The Genius Way This Museum Is Showcasing Art It Can't Fit On Its Walls

Creating a whole new way to view art.

The San Francisco Museum of Modern Art is using an innovative approach to bridge art and technology, and showcase the more than 30,000 works in its collection. After all, with limited wall space, the museum can't possibly display all its pieces.

"A little under 2,000 of them are on view at any one time in the galleries," Keir Winesmith, head of SFMOMA's Web and digital platforms, told NPR.


With that being the case, the museum can send works of art to your phone depending on your mood. All you have to do is text 57251, and send an emoji or describe a mood, and the museum will respond with one of its artworks.   

"We've now sent 2 million text messages in five days," Winesmith said to NPR.

However, it's not as simple as it seems. While most search for love or happiness and send flowers, dogs or cats emojis, if you get a little deeper, you may get a message that reads, "We could not find any matches. Maybe try 'Send me San Francisco' or 'Send me (ocean wave emoji)' or 'Send me something purple.' "

At least that's the response I received when texting "Send me (pregnant lady emoji)" and again with "Send me something about motherhood."  

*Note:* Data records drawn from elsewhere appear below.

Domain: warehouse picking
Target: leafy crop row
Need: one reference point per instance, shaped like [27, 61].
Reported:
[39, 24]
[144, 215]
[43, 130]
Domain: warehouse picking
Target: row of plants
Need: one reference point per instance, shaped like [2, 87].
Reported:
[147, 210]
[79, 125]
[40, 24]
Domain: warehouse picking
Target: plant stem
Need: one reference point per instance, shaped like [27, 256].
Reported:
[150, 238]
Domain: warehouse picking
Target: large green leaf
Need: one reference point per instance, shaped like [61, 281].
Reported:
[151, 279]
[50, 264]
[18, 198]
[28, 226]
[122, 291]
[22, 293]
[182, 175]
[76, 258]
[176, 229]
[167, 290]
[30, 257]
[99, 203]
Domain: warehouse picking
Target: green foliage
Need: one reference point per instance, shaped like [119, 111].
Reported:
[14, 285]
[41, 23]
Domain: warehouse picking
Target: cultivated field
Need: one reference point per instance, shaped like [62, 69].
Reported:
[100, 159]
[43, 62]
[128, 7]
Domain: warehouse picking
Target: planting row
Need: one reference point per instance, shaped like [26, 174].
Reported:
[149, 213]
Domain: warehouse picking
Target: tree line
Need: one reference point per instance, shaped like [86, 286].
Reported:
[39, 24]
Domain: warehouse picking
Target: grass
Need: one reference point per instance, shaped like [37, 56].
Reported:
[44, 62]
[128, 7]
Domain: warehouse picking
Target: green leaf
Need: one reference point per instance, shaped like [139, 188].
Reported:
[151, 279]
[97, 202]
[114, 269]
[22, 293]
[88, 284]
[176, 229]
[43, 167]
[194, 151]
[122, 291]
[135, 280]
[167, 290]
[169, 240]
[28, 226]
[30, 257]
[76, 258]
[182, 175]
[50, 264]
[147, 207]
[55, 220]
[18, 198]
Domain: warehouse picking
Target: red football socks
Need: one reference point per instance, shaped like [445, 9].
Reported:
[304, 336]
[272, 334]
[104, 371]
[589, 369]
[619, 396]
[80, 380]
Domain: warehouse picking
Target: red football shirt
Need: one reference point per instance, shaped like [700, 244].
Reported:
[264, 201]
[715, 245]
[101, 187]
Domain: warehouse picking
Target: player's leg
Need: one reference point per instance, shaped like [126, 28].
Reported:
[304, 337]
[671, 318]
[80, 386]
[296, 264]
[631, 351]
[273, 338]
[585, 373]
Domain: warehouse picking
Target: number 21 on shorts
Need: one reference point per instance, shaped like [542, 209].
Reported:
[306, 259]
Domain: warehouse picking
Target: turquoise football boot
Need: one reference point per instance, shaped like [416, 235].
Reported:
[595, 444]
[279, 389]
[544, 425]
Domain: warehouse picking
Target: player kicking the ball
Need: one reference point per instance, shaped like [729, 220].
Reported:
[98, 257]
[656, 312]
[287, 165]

But sure enough, when I text, "Send me (heart emoji)," I immediately got a response with Edward Weston's "Point Lobos" piece from 1929.

Trying to be clever again, I then text "Send me (praying hands emoji)" and got the error message mentioned above.

So, I kept it basic and wrote, "Send me something purple," and I got a really cool piece from Martin Venezky from 1998 entitled "Appetite Engineers poster."

SFMOMA's new approach to sharing art is definitely innovative, but a bit limited. Still, it's a cool concept that could probably be broadened with a few fixes. So text away art lovers and experience it for yourself!

"A lot of what I read from the news media is pretty negative, and sometimes a little depressing," Winesmith said. "We're able to create something that is not that, is a balance. Not quite an antidote, but certainly a balance to what's happening out there in the news media world."